Und die Periode wird sich wohl noch hinziehen. Vereinbart ist bereits der sogenannte Brexit-Übergang. Die Verlängerung dauert vom EU-Ausstieg Großbritanniens im März 2019 bis Ende 2020. In der Zeit muss das Königreich sich an EU-Regeln halten, verbleibt aber im Binnenmarkt. Der Punkt ist insbesondere für Firmen auf beiden Seiten des Ärmelkanals wichtig, die nun ihre Geschäfte ohne Unterbrechung weiterbetreiben können. Da die Übergangszeit aber zu kurz ist, um den Handelspakt zwischen EU und London zu besiegeln, sieht der Ausstiegsvertrag eine einmalige Verlängerung vor - bis "20XX". Also von unbekannter Länge. Auch hier schrillen in London die Alarmglocken.

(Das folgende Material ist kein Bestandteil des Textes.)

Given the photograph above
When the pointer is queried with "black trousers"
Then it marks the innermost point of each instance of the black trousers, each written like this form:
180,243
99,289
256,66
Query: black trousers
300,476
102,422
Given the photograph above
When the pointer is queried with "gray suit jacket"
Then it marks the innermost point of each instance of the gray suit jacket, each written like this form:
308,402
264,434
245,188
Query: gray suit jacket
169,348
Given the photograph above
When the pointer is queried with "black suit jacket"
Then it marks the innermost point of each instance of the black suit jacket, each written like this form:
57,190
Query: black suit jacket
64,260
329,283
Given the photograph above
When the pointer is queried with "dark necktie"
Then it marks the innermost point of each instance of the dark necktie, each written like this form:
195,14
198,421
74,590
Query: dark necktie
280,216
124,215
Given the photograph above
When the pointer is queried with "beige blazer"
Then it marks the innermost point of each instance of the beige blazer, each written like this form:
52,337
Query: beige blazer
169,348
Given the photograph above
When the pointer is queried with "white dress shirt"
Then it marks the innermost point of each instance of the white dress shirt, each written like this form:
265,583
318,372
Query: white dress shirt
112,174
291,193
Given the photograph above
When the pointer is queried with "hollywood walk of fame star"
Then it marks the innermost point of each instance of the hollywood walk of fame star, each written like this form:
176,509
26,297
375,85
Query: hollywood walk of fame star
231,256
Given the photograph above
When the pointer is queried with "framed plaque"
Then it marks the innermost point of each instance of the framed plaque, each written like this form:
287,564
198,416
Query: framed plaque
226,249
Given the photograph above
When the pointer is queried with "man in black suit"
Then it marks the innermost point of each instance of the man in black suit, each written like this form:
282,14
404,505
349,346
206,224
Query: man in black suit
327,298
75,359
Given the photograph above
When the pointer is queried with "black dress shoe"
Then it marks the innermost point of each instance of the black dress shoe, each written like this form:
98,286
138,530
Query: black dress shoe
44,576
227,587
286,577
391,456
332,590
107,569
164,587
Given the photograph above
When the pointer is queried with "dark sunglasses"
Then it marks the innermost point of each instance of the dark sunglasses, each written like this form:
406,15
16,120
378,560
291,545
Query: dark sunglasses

Falls auch die Verlängerung nicht genügend Zeit für eine Handelseinigung schafft, hat die EU-Kommission eine Art Versicherungs-Police durchgesetzt, den sogenannten Backstop. "Wir wissen nicht, was die nächste Regierung in London macht", begründete ein Vertreter eines EU-Landes die Vorsicht. Der Backstop würde das Königreich in einer Zollunion mit der EU halten, wobei Nordirland eine Sonderrolle hätte. Die Provinz müsste sich stärker als der Rest des Landes an das EU-Zollsystem und die Produktstandards halten. Gültig ist die Klammer, bis beide Seiten sich auf eine dauerhafte Lösung einigen. Auch wenn beide Seiten betonen, dass der "Backstop" nie greifen soll, ist seine Laufzeit de facto unbegrenzt. Neue Handelsverträge sind in der Zeit nicht erlaubt. Damit will die Kommission verhindern, dass die Briten Waren zu günstigeren Zöllen importieren als man es selbst kann. Vor allem die nordirischen Unionisten aber lehnen eine Sonderstellung der Provinz kategorisch ab.